January 19, 2017
NEW YORK – JGA's chairman noted that the way millennial and Gen Z consumers grew up has shifted their thoughts on luxury, making experiences, uniqueness and transparency more important than it was for past generations.
During the session, “Millennials: Influencing Purpose, Prestige and the New Luxury,” at Luxury FirstLook 2017: Time for Luxury 2.0 Jan. 18 the chairman detailed the differences in the mindset of millennials and Gen Z, which is shaping the industry. Major changes are coming to luxury with new markets likely to emerge such as cannabis and pets, and new business models such as following products through their lifecycle instead of separating ties after the sale.
"What is interesting with the Gen Zs is they have woken up and said I don't want to owe my life to a bank or student loans, they have actually more equity earlier in their life than millennials because they are much smarter buyers," said Ken Nisch, chairman, JGA. "But the other thing is they have gotten into the workplace without the income deficit that millennials had because the worst time to get a job was in 2006 and 2010.

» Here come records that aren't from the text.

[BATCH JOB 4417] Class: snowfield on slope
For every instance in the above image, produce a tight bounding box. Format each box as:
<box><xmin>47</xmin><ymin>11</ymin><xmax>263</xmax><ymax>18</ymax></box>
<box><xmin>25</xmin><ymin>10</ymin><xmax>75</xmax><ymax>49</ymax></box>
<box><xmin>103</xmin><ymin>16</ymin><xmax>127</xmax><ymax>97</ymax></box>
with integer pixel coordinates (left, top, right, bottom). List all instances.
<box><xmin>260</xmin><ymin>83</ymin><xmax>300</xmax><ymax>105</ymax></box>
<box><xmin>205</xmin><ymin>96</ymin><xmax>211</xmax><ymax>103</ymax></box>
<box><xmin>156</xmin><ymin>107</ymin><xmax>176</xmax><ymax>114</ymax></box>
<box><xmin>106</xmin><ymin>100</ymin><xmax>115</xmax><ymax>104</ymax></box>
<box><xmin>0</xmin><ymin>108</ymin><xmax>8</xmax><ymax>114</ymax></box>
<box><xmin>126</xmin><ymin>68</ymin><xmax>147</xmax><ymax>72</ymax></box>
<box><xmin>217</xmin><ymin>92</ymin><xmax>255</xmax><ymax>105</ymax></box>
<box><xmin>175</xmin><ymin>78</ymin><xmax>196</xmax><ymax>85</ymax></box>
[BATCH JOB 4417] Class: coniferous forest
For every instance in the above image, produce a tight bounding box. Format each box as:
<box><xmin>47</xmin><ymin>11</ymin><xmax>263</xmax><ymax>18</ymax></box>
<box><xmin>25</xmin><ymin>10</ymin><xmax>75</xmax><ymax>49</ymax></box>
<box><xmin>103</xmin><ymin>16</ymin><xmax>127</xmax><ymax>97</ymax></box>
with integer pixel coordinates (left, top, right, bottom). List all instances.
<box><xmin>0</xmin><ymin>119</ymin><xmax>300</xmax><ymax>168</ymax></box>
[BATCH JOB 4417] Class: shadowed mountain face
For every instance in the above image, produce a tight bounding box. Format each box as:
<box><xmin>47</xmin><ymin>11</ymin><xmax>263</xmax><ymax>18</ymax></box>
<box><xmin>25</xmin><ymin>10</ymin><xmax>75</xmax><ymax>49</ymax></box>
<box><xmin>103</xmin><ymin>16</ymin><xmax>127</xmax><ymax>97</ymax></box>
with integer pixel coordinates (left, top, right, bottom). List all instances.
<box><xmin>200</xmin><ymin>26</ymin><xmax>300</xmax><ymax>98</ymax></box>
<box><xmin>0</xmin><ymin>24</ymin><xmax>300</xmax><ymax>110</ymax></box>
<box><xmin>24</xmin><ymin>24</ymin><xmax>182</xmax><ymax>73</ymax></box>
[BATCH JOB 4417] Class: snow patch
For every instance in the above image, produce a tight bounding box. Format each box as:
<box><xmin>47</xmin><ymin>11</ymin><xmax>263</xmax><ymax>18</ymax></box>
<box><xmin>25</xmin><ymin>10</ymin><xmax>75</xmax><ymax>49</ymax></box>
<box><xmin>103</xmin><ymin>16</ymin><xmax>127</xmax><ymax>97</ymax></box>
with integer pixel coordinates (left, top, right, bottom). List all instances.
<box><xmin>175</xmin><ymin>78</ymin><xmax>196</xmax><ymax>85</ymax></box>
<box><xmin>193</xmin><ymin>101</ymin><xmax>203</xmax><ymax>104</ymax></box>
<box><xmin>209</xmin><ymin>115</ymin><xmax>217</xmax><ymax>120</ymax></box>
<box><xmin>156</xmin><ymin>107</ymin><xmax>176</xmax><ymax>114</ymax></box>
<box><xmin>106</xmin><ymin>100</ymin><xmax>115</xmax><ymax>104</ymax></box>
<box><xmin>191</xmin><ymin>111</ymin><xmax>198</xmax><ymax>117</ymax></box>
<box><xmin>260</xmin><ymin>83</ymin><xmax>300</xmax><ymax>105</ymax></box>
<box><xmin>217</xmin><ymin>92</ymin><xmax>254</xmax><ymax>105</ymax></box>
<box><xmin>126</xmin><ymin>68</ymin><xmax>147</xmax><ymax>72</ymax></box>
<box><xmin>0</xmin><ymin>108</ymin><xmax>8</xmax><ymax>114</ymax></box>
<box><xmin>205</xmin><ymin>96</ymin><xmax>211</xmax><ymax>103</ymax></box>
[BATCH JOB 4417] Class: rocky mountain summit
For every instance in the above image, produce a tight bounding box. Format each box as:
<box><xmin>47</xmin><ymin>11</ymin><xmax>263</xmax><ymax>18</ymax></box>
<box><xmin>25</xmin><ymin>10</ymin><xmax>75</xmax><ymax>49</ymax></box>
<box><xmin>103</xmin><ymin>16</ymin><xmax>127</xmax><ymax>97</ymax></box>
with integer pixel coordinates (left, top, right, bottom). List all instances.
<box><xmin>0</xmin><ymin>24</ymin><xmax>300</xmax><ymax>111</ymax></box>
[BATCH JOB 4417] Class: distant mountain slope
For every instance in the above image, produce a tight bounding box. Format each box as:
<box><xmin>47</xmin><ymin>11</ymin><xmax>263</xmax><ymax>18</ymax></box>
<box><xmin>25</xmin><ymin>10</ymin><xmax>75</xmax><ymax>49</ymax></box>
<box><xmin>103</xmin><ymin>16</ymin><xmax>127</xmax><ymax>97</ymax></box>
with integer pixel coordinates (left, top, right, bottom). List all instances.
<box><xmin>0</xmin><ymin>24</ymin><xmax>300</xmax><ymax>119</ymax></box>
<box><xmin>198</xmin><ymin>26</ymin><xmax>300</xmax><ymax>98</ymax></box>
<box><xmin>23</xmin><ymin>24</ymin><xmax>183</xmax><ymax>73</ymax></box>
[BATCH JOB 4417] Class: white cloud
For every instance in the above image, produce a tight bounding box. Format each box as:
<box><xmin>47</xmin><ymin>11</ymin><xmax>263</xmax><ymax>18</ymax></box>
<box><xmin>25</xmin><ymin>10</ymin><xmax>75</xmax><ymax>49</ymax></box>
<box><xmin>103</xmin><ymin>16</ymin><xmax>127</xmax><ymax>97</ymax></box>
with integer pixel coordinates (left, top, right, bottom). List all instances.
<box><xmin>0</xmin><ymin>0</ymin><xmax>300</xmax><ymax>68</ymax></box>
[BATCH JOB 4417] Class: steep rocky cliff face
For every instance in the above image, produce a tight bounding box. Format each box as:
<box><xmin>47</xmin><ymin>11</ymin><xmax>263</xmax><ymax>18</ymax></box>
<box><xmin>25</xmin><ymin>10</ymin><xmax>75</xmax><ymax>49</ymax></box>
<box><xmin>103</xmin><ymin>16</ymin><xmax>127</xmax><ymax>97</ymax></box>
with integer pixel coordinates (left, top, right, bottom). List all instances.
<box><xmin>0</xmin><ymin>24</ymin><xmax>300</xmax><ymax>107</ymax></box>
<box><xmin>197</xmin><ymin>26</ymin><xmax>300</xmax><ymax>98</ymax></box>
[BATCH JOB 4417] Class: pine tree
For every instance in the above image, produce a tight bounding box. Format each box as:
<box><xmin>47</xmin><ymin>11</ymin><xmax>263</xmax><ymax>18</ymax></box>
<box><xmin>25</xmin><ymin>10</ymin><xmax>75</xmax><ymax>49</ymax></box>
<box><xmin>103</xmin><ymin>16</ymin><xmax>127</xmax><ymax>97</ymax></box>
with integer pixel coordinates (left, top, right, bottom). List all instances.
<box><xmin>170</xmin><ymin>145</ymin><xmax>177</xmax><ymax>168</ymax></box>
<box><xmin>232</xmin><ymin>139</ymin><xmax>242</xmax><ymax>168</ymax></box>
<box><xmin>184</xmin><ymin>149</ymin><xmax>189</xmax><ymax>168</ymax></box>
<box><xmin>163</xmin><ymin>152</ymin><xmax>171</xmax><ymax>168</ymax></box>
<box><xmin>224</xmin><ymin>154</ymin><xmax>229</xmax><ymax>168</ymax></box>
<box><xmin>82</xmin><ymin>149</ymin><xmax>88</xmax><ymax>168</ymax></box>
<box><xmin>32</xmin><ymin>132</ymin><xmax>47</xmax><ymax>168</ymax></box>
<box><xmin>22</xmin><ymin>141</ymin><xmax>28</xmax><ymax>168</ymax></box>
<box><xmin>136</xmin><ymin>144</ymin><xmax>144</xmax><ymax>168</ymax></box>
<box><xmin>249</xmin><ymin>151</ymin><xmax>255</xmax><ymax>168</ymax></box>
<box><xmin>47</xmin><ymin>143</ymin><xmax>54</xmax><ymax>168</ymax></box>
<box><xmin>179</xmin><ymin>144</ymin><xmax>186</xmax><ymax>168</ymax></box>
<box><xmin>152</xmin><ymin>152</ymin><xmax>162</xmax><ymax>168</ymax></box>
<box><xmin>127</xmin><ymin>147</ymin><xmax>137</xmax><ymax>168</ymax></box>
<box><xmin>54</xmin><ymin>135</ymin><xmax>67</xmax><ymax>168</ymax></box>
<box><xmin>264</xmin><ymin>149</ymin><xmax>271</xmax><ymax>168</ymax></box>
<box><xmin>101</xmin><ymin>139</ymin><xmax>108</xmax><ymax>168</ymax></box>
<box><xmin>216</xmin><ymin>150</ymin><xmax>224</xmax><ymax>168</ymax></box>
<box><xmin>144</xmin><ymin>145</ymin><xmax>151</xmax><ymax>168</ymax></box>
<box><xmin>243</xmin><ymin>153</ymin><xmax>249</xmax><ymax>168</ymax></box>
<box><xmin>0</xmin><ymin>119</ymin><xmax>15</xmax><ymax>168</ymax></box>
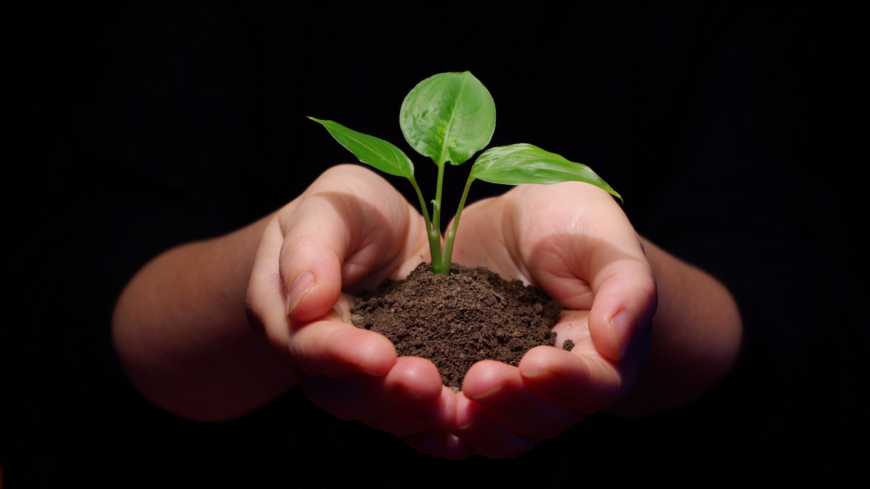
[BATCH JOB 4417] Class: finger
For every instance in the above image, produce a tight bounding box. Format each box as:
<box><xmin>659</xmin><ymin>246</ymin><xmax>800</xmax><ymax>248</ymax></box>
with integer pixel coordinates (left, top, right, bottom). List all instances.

"Most of those millennials will never recover in their lifetime the spending power they lost by starting in a down market," he said.
Luxury Daily produced Luxury FirstLook 2017: Time for Luxury 2.0
Millennials vs Gen Z
The consumer thought process has shifted from “the what” to “the how,” meaning that consumers are more interested in how the life of their product and where it comes from instead of what it is. They want experience over product, and they are willing to pay more for it.
The idea of luxury is drastically changing due to new generations coming about. Millennials do not have the equity that prior generations have had, which had caused luxury to become so prevalent.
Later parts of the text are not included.